The child who the children may be exempt from the immunization requirement has been vaccinated with no apparent reaction. In a 2002 concurring opinion, Justice David Souter, joined by Justice Anthony Kennedy, said: “No child should be forced to make an untimely death agonizing choice between—if necessary—‘vaccinating that child and not having that child receive the vaccine, or allowing the child to die.’ Absent obvious grounds for violation of that right, there is no basis in law for this decision.”

So this was moot from the get-go. Yet Schott fails to understand this fundamental point.

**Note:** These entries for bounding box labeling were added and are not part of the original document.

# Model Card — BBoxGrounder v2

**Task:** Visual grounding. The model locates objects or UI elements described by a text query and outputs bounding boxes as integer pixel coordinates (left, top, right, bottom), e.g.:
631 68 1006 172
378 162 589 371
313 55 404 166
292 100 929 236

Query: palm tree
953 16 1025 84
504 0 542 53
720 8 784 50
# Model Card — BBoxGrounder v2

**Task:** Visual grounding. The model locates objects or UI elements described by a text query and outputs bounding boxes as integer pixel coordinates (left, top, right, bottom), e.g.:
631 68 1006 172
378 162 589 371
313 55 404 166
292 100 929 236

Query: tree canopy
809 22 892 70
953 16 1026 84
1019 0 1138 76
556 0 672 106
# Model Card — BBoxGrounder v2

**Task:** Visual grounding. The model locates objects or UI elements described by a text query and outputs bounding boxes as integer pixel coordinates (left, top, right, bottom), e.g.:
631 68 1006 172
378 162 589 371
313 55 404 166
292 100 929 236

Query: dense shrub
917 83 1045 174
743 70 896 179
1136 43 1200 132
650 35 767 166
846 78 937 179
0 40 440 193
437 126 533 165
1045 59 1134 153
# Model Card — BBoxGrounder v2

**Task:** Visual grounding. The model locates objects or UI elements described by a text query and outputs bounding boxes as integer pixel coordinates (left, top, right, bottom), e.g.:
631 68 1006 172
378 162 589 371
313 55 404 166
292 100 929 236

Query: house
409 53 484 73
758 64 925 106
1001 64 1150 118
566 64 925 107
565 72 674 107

In 2010, the city’s Board of Health weighed in on the lawsuit against the Hepatitis B immunization mandate, reversing a prior opinion of the Health Department and reasoning that mandatory vaccination of teachers is a permissible exception to the Child-Parent Separation Act (CPSA). In response, the U.S. Court of Appeals for the Second Circuit also reversed the Health Department’s 2012 judgment. It emphasized that part of the CPSA, § 22(e), included a “drain on federal appropriations,” the consequences of which “are particularly acute in large and diverse urban school districts, with the public health requirements of educating tens of thousands of non-English speaking children.”

This interesting and important case could be remanded to the Manhattan federal district court for retrial if the Supreme Court chose to remand it or if the high court chooses to hold that the CPA has no such intent and therefore the mandate is unconstitutional. Given the numerous decisions against mandatory vaccination, it makes a lot of sense that the Supreme Court wants to do more due diligence on this one.